Metadata: Malin Rabbinate
Collection
- Country:
- Ukraine
- Holding institution:
- Central State Historical Archives of Ukraine in Kyiv
- Holding institution (official language):
- Центральний державний історичний архів України, м. Київ
- Postal address:
- 03110, м. Київ-110, вул. Солом'янська, 24
- Phone number:
- 380 (044) 275-30-02
- Web address:
- cdiak.archives.gov.ua
- Email:
- mail.cdiak@arch.gov.ua
- Reference number:
- F. 1241
- Title:
- Malin Rabbinate
- Title (official language):
- Малинский раввинат
- Creator/accumulator:
- Malin Rabbinate
- Date(s):
- 1846/1862
- Language:
- Russian
- Hebrew
- Extent:
- 55 files
- Type of material:
- Textual material
- Scope and content:
-
The description below is based on a single catalogue entry that describes in general terms a group of institutionally related fonds, which are listed individually in the Yerusha database. The description covers material from the rabbinates of Berdichev, Boguslav, Vasil’kovo, Gornostaipol’, Zvenigorod, Ivankovo, Kiev, Korostyshev, Lipovets, Malin, Pereiaslav, Radomysl’, Skvira, Tarashcha, Uman’, Khabno, Cherkassy and Chernobyl’.
***
The fond comprises vital records (“copybooks for records” [tetradi dlia zapisei]) of Jewish communities of a number of cities and towns of the Kiev province. These vital records indicate the date of the event being registered (according to the Julian and Jewish calendars); the name of the rabbi or rabbi’s assistant performing the ritual; names of newborns and their parents; names of deceased persons (along with cause of death and place of burial); and the names of persons getting married or divorced and of their witnesses, and their occupation or the estate to which they belonged. A separate numeration was kept for each gender, and at the end of each month and year, quantitative tallies were made.
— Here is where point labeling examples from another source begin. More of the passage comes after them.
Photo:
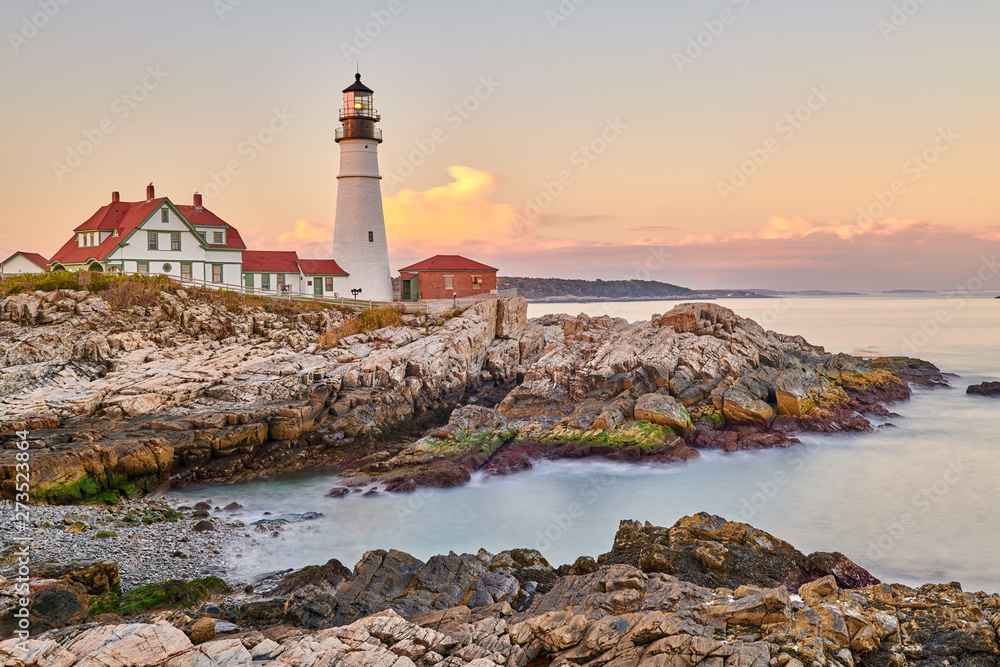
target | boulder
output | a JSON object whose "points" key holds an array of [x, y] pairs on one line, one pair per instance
{"points": [[740, 407], [663, 410], [709, 551], [792, 396], [97, 577], [202, 630], [984, 389], [512, 315]]}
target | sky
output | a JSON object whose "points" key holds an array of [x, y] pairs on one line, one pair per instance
{"points": [[780, 144]]}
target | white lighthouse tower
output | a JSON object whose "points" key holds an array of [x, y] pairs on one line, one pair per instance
{"points": [[359, 243]]}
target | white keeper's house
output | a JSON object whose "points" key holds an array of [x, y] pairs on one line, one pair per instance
{"points": [[189, 242], [158, 236]]}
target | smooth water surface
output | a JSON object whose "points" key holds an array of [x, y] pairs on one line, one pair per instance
{"points": [[916, 503]]}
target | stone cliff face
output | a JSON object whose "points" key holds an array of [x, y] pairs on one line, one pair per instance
{"points": [[513, 609], [186, 390], [697, 377]]}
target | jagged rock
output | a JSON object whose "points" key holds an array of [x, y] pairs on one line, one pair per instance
{"points": [[710, 551], [202, 631], [97, 577], [612, 615], [663, 410], [984, 389]]}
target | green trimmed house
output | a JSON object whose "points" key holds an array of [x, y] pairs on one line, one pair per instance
{"points": [[155, 236]]}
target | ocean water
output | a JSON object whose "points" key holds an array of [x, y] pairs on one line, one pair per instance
{"points": [[916, 501]]}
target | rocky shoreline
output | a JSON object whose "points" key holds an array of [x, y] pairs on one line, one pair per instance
{"points": [[705, 592], [122, 401]]}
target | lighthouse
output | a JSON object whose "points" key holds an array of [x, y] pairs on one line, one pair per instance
{"points": [[359, 242]]}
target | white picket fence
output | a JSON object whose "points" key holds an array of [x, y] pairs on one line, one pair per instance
{"points": [[404, 306]]}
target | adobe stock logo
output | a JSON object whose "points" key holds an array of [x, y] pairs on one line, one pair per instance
{"points": [[121, 107]]}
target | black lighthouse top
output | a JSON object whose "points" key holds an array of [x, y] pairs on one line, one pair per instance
{"points": [[358, 86], [359, 114]]}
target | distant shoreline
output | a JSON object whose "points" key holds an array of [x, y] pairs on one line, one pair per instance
{"points": [[597, 299]]}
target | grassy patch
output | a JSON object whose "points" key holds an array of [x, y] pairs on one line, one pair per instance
{"points": [[126, 291], [109, 603], [369, 320], [170, 594]]}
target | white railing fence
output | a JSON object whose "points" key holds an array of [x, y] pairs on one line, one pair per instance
{"points": [[357, 304]]}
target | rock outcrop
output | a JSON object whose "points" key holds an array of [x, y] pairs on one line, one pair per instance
{"points": [[697, 377], [984, 389], [404, 613], [188, 390], [124, 401]]}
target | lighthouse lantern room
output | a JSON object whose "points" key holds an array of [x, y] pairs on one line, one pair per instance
{"points": [[359, 239]]}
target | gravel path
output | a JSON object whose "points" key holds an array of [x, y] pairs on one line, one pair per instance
{"points": [[145, 552]]}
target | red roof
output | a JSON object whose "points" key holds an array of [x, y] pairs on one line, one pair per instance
{"points": [[32, 257], [448, 263], [270, 261], [321, 267], [125, 217]]}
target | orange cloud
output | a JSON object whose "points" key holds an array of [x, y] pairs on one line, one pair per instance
{"points": [[311, 239], [451, 218], [781, 228]]}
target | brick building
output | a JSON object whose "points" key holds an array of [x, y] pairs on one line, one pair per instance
{"points": [[445, 277]]}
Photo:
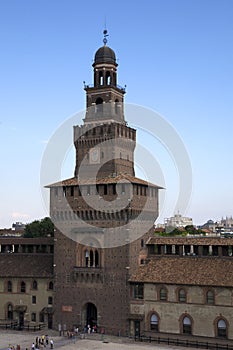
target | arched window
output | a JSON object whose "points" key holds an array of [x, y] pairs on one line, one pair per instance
{"points": [[23, 287], [116, 106], [108, 78], [10, 312], [50, 285], [182, 296], [210, 297], [99, 105], [163, 294], [96, 258], [222, 329], [34, 284], [154, 323], [9, 286], [101, 78], [91, 258], [86, 257], [187, 325]]}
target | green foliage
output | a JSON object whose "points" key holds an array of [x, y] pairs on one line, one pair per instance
{"points": [[39, 228]]}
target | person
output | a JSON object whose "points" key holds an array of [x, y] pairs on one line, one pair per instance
{"points": [[51, 344]]}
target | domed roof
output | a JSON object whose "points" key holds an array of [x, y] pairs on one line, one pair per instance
{"points": [[105, 55]]}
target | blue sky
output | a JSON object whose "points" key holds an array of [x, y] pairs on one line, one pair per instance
{"points": [[175, 56]]}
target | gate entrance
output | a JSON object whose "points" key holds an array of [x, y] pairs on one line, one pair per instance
{"points": [[91, 315]]}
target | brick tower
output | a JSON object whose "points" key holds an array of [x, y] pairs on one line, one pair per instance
{"points": [[101, 213]]}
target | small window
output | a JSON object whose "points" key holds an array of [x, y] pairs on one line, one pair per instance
{"points": [[163, 294], [210, 297], [10, 312], [182, 296], [187, 325], [9, 286], [34, 285], [50, 285], [64, 191], [154, 323], [138, 290], [23, 287], [33, 317], [222, 329]]}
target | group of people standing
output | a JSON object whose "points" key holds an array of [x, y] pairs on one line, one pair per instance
{"points": [[42, 343]]}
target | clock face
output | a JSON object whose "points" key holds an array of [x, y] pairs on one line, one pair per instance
{"points": [[94, 155]]}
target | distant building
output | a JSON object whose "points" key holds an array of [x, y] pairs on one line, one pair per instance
{"points": [[177, 221], [26, 281], [224, 225], [18, 226]]}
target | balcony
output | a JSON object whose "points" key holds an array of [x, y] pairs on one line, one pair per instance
{"points": [[88, 274]]}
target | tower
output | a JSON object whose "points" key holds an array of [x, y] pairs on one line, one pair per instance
{"points": [[101, 213]]}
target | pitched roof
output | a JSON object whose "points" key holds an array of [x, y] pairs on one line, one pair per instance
{"points": [[26, 265], [121, 178], [205, 271], [198, 240]]}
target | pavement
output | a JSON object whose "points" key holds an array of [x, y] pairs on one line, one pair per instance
{"points": [[90, 342]]}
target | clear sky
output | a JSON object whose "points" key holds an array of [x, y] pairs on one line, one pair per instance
{"points": [[175, 56]]}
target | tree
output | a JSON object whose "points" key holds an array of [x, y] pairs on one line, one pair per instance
{"points": [[39, 228]]}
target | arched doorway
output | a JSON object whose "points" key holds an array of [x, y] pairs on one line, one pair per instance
{"points": [[91, 315]]}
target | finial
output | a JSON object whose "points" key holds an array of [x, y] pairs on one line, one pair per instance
{"points": [[105, 32]]}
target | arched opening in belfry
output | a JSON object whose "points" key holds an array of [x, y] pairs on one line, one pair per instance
{"points": [[116, 106], [99, 105], [101, 78], [108, 78]]}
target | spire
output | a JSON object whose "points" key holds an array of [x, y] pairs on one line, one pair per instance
{"points": [[105, 32]]}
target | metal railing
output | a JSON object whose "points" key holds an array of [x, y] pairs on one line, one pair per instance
{"points": [[186, 342]]}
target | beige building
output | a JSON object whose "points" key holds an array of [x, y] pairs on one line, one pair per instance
{"points": [[26, 281], [184, 287]]}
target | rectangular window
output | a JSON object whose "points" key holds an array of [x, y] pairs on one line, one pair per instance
{"points": [[9, 286], [41, 317], [138, 291], [64, 191], [33, 317]]}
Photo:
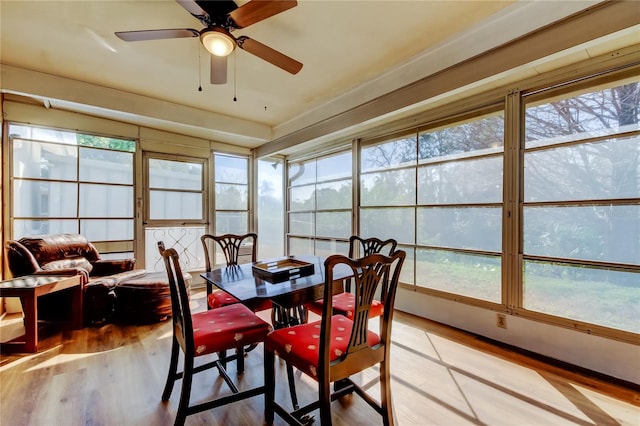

- Administrative/biographical history:
-
In the Russian Empire, the traditional religious and legislative institution of Jewish community life, the rabbinate, underwent a significant transformation. Per the 1804 Statute on the Jews, rabbis were elected by community members (for a three-year term) and approved by provincial authorities. Their functions included “supervising rituals, and adjudicating all disputes pertaining to religion.” The 1835 Statute on the Jews enjoined rabbis “to direct Jews to follow their moral duties, to obey general state laws and the judgments of the authorities.” The same statute also charged rabbis with keeping Jewish communities’ vital records of births (as well as circumcisions for boys and namings for girls), marriages, divorces, and deaths in a special state-approved format, in Russian and Hebrew in parallel.
Formerly the only acts of civil status the Russian authorities had required of Jews were the so-called “poll tax censuses” [revizskie skazki]. Every year, rabbis – from the mid-nineteenth century on this was typically community or crown [kazennye] rabbis – had to provide all vital records to the requisite county and provincial administrations for storage, and so their accuracy could be verified. These books, which served as the basis for issuing birth certificates to Jews, were kept in the territory of Ukraine until 1919 (in some places later), when, pursuant to the Temporary Workers’ and Peasants’ Government of Ukraine decree “On the separation of church and state, and of school and church” and subsequent legislation, all functions pertaining to the registration of acts of civil status were transferred to special state entities (ZAGS departments).
- Access points: locations:
- Kiev province
- Malin
- System of arrangement:
- Files in the fond (whose designation is conventional, as it may combine collections of vital records of Jewish communities of nearby cities and towns) are typically systematised by vital record type, as well as by population center and chronologically.